Our study has confirmed the utility of exosomes for ocular gene transfer, as reported earlier (Wassmer et al., 2017). We have also shown that exosomes containing AAV2 with targeted PTM site mutations, can augment its transduction efficiency(Gabriel et al., 2013; Petrs-Silva et al., 2009; Yan et al., 2002; Zhong et al., 2008; Zhong et al., 2007). The role of SUMOylation in AAV2 transduction of HeLa cells (3 to 4-fold increase in SUMOylation inhibition) was initially postulated by RNA interference based assays (Holscher et al., 2015). Subsequently, we demonstrated the rate-limiting role of SUMOylation during AAV2 infection of host cells, by a targeted gene expression profiling of SUMOylation pathway (SAE1, SAE2, UBC9, SUMO1) (Maurya et al., 2019).
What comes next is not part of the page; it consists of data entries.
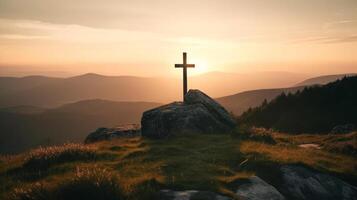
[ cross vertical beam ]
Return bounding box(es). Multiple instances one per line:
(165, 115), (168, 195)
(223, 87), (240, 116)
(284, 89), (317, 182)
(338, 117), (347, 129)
(183, 52), (187, 97)
(175, 52), (195, 101)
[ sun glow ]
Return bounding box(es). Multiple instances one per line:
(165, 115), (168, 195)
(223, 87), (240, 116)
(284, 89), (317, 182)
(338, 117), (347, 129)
(189, 59), (210, 75)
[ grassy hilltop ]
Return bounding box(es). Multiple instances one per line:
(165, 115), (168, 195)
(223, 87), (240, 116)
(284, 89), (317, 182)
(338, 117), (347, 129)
(0, 129), (357, 200)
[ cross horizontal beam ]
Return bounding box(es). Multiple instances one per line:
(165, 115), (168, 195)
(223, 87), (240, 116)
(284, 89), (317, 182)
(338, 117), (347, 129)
(175, 64), (195, 68)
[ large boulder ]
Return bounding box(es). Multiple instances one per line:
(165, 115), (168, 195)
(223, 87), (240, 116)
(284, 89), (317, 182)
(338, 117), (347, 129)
(84, 124), (141, 144)
(141, 90), (235, 138)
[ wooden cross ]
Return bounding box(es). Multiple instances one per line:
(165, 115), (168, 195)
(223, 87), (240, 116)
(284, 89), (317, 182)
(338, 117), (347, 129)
(175, 52), (195, 98)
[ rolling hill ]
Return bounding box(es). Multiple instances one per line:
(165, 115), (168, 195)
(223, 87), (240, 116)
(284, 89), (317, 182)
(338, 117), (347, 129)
(0, 72), (304, 108)
(0, 99), (160, 153)
(296, 73), (357, 86)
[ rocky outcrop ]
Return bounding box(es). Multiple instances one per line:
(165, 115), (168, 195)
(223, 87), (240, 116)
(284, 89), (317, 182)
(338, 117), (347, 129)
(279, 165), (357, 200)
(158, 190), (231, 200)
(236, 176), (285, 200)
(85, 124), (141, 144)
(141, 90), (235, 138)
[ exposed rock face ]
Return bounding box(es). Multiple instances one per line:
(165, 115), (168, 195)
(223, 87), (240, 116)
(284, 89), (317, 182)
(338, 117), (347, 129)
(85, 124), (141, 143)
(185, 90), (235, 126)
(279, 165), (357, 200)
(141, 90), (235, 138)
(331, 124), (355, 134)
(159, 190), (231, 200)
(236, 176), (285, 200)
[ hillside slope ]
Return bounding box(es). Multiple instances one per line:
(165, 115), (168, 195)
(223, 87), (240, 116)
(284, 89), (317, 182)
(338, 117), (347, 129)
(0, 72), (305, 108)
(216, 86), (304, 116)
(0, 100), (161, 153)
(296, 73), (357, 86)
(240, 76), (357, 133)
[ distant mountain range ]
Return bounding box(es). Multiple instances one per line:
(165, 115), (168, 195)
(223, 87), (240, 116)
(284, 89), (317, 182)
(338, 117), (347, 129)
(0, 99), (161, 153)
(0, 72), (354, 153)
(296, 73), (357, 86)
(239, 76), (357, 133)
(216, 74), (357, 115)
(0, 72), (305, 108)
Furthermore, a K105Q mutation introduced in the vector capsid, that alters its native SUMOylation recognition site, resulted in phenotypic correction of murine models of hemophilia B and LCA2 (Maurya et al., 2019).
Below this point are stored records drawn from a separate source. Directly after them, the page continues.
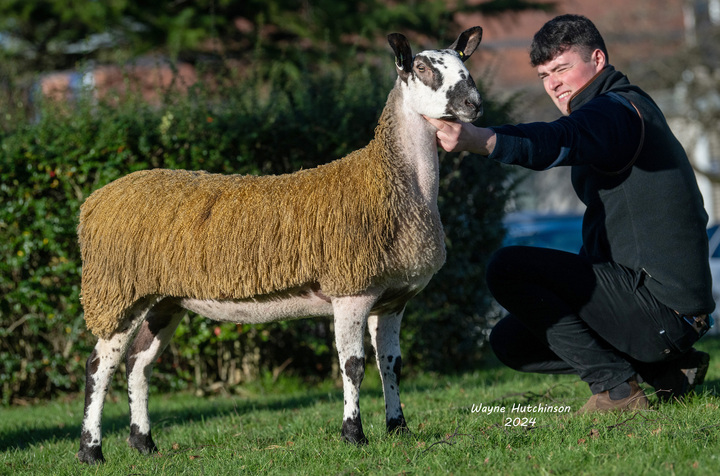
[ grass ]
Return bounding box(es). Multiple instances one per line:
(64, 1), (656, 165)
(0, 338), (720, 476)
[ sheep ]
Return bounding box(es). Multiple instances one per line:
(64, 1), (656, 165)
(77, 27), (482, 464)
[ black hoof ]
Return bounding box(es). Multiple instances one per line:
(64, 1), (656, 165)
(342, 433), (370, 446)
(128, 432), (158, 455)
(341, 417), (368, 446)
(387, 416), (412, 435)
(75, 446), (105, 464)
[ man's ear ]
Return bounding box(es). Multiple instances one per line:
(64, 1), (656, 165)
(448, 26), (482, 61)
(590, 48), (607, 72)
(388, 33), (412, 80)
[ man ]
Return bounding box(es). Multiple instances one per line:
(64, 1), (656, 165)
(428, 15), (715, 413)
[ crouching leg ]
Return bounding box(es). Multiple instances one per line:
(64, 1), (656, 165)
(126, 298), (184, 454)
(368, 311), (410, 433)
(333, 296), (375, 445)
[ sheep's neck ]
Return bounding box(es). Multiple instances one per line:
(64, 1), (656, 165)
(380, 85), (440, 210)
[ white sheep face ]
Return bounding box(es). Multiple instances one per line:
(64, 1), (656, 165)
(401, 49), (482, 122)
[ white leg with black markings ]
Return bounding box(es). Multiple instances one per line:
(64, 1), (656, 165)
(332, 294), (377, 445)
(77, 299), (157, 464)
(126, 299), (185, 454)
(368, 310), (409, 433)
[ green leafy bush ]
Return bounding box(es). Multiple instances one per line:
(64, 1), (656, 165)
(0, 61), (510, 404)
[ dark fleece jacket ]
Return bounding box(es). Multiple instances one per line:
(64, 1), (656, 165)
(490, 66), (715, 314)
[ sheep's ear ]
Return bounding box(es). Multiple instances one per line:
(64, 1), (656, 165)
(388, 33), (412, 79)
(448, 26), (482, 61)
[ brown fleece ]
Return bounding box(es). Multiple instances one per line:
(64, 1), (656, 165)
(78, 86), (445, 338)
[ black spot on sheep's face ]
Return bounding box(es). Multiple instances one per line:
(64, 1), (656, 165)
(413, 55), (443, 91)
(446, 76), (483, 122)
Our findings that exosome associated AAV that are rationally engineered at its capsid has a improved function, opens up several possibilities. In our study, a substantial gene expression was noted in vivo at a relatively lower dose of AAV (1 × 108 vgs), which is at least 20 to 500-fold less than previously tested(Meliani et al., 2017; Wassmer et al., 2017) and 3-fold less than our previous study (Maurya et al., 2019). Interestingly, previous reports that investigated exosome-based delivery of AAV5 and AAV8 vectors to deliver human coagulation factor IX (h.FIX) in hemophilia mice has demonstrated this phenomenon with a reduced vector dose required for phenotypic correction (Meliani et al., 2017). A dosage finding experiment [normal dose 5 × 1010 vgs vs. lower dose 1 × 109 vgs of exo-AAV8 and AAV8] revealed a 5-fold increase in h.FIX in exo-AAV8 administered mice at a dose of 1 × 109 vgs when compared to AAV8 vector injected animals (Meliani et al., 2017). Taken together, these data highlights that exosomal gene delivery, combined with AAV capsid modifications is likely to be synergistic and generate better AAV/exosomal delivery systems, that are therapeutic at significantly lower doses. Further, it has emerged that exosome associated AAV can bypass circulating neutralizing antibodies (NAb) and are also non-immunogenic in recipient mice(Meliani et al., 2017). A significant protection from pre-existing antibodies was observed in mice preimmunized with intravenous immunoglobulins (anti-AAV8 NAb titer 1:1 to 1:3.16) and treated with exo-AAV8 vectors, whereas in comparison, naked AAV8 vectors were neutralized(Meliani et al., 2017). This observation is crucial, given that 30-70% of humans are seropositive to any of the common ten AAV serotypes(Hüser et al., 2017) and a de novo AAV capsid specific cellular immune response can be pronounced even during local ocular gene transfer(Jacobson et al., 2015). A combination gene delivery based on exosome-AAV thus becomes an attractive avenue to further tailor and engineer such vector associated exosomes, by modification of the putative immunogenic epitopes in vector capsid(Tseng and Agbandje-McKenna, 2014) or by overexpression of decoy or proteins(Stickney et al., 2016) within the exosomal bio-membranes, to attenuate such immune recognition mechanisms.

Conclusions

Our data has highlighted the therapeutic potential of exosome associated mutant AAV vectors for ocular gene therapy. However further studies, with these vectors carrying a therapeutic transgene such as RPE65 and preferably in a setting of pre-existing antibodies to AAV, will be required to assess its suitability for human applications.